European Union governments are looking to ready a package that will scrap national banking secrecy laws, and are called to overcome holdout opposition from Austria after Luxembourg said it would loosen its policies at a May 22 summit of leaders on the issue.

The drive to uncover revenues stashed away in offshore accounts is backed by other non-EU governments in the Group of 20 major international economies.

On Friday at G7 talks in England, ministers including US Treasury Secretary Jacob Lew firmed up their commitment to combatting tax evasion, which is illegal, and tax avoidance, which occurs when individuals and companies take advantage of legal loopholes.

Britain has made the issue a priority of its presidencies of the G7 and G8, and Britain's Chancellor of the Exchequer George Osborne said: "It is vital that both developed and developing countries collect the tax that is due to them."

The ministers are meeting on Tuesday following talks among the 17 eurozone states on Monday evening taking stock of progress on bailouts for Cyprus and Greece.

Austria is seeking a compromise that would preserve banking secrecy for its nationals but open accounts held by foreigners to scrutiny.

Chancellor Werner Faymann and domestic rivals have said three conditions must be met however, including respecting Austria's bilateral tax agreements with Switzerland and Liechtenstein, and a requirement that authorities identify the financial owners of shell corporations and trusts.

A statement from Vienna also reiterated that "Austrian banking secrecy for resident taxpayers must not be affected."

The Alpine republic, especially its vocal Finance Minister Maria Fekter, has repeatedly called for closer investigations of "the real tax havens", citing British-dependent territories such as the Channel Islands, Gibraltar and the Cayman Islands.

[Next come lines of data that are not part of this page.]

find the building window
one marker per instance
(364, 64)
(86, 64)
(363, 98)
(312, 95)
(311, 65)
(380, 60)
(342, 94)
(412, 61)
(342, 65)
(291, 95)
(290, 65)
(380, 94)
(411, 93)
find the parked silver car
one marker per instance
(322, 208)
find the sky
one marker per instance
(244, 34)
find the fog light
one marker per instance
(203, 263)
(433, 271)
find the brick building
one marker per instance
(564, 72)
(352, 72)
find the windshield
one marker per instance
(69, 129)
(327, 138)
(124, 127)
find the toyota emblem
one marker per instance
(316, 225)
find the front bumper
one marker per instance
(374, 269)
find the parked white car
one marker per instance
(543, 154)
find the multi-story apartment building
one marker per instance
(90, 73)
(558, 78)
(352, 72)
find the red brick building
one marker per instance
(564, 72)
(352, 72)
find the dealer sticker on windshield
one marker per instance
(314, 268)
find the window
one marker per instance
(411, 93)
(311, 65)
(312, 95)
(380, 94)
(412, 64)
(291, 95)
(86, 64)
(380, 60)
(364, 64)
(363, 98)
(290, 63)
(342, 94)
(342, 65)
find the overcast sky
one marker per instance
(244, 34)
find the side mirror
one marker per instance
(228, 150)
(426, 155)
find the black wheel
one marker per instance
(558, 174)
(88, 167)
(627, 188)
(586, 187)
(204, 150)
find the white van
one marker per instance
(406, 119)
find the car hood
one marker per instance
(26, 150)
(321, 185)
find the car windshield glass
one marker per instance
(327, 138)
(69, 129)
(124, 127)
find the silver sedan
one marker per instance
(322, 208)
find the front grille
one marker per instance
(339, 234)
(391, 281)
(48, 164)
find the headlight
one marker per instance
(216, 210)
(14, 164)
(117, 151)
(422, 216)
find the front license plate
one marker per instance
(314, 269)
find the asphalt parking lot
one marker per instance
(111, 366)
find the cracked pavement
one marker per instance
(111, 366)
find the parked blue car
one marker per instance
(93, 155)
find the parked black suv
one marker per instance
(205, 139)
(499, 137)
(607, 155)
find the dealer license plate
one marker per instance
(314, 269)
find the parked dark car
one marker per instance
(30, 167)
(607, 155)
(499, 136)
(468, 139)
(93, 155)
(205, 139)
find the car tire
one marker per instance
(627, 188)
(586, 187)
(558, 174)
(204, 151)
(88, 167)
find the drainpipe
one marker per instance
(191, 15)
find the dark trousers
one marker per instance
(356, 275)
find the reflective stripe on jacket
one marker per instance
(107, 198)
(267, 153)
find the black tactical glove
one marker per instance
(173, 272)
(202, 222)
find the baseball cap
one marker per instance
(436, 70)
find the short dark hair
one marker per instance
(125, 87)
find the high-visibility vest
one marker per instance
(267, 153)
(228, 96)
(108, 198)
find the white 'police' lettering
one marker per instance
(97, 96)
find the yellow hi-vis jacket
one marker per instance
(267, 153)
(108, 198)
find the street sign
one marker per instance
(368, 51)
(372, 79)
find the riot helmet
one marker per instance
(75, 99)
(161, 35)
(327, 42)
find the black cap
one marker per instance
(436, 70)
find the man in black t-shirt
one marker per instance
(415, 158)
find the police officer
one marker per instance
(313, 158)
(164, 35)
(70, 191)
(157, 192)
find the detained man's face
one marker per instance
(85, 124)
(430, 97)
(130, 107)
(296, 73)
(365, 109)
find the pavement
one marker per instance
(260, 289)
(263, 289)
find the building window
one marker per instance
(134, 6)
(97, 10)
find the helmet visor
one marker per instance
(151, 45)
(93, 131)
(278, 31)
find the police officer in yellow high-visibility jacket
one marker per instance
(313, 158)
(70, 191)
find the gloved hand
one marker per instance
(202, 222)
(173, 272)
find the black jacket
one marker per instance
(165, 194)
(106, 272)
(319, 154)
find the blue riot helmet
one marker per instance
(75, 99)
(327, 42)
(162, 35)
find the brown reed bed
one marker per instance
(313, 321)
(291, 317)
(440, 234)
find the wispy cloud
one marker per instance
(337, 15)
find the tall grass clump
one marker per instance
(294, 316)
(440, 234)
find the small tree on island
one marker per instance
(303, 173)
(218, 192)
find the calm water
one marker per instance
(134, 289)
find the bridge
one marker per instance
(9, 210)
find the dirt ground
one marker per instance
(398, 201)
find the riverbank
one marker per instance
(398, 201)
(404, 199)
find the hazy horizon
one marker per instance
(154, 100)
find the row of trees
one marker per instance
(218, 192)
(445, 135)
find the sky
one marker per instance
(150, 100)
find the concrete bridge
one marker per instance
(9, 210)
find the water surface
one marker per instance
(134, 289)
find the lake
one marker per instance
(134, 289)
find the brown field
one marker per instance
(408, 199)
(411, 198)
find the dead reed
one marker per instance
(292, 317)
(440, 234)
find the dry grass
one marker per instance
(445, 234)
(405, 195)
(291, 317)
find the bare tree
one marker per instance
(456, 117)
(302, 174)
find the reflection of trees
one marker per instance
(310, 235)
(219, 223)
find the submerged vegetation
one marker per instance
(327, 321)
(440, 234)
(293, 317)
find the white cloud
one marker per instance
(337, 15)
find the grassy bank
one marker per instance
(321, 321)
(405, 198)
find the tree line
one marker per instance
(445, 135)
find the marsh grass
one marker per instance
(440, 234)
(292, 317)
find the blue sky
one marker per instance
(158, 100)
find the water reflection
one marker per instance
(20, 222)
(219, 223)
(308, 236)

She has previously also warned that the clampdown on money-laundering risks freeing governments to "snoop" into bank accounts.

EU Tax Commissioner Algirdas Semeta has said he expected a breakthrough on the automatic sharing of customer bank data.

Agreement is expected on a legal update covering savings taxation that has been stalled since 2008, plus a mandate to negotiate with Switzerland and other third parties on the exchange of bank account information.

European Commission chief Jose Manuel Barroso wrote to EU heads last week to say that the principle of cross-border sharing of information should be applied to all types of state revenues.

The EU has been tightening up on tax evasion and money laundering since the 2008 global financial crisis highlighted the problem alongside the reckless speculative fever that sparked banking and economic crises.

On normally dominant eurozone issues, the talks are expected to see go-aheads for the disbursement of three billion euros ($3.9 billion) in loans to Cyprus via a rescue fund set up in the wake of the Greek financial collapse.

The ministers are also expected to give the green light to another 7.5 billion euros of the agreed Greek package between May and June, following checks on conditions imposed in negotiations with the IMF.

No final decision is expected, however, on easing Portugal's long-term repayment terms on its bailout after a deal was struck on Ireland.

New Italian Finance Minister Fabrizio Saccomanni is expected to reassure his colleagues that Rome is fully focused on taming the country's high debt levels.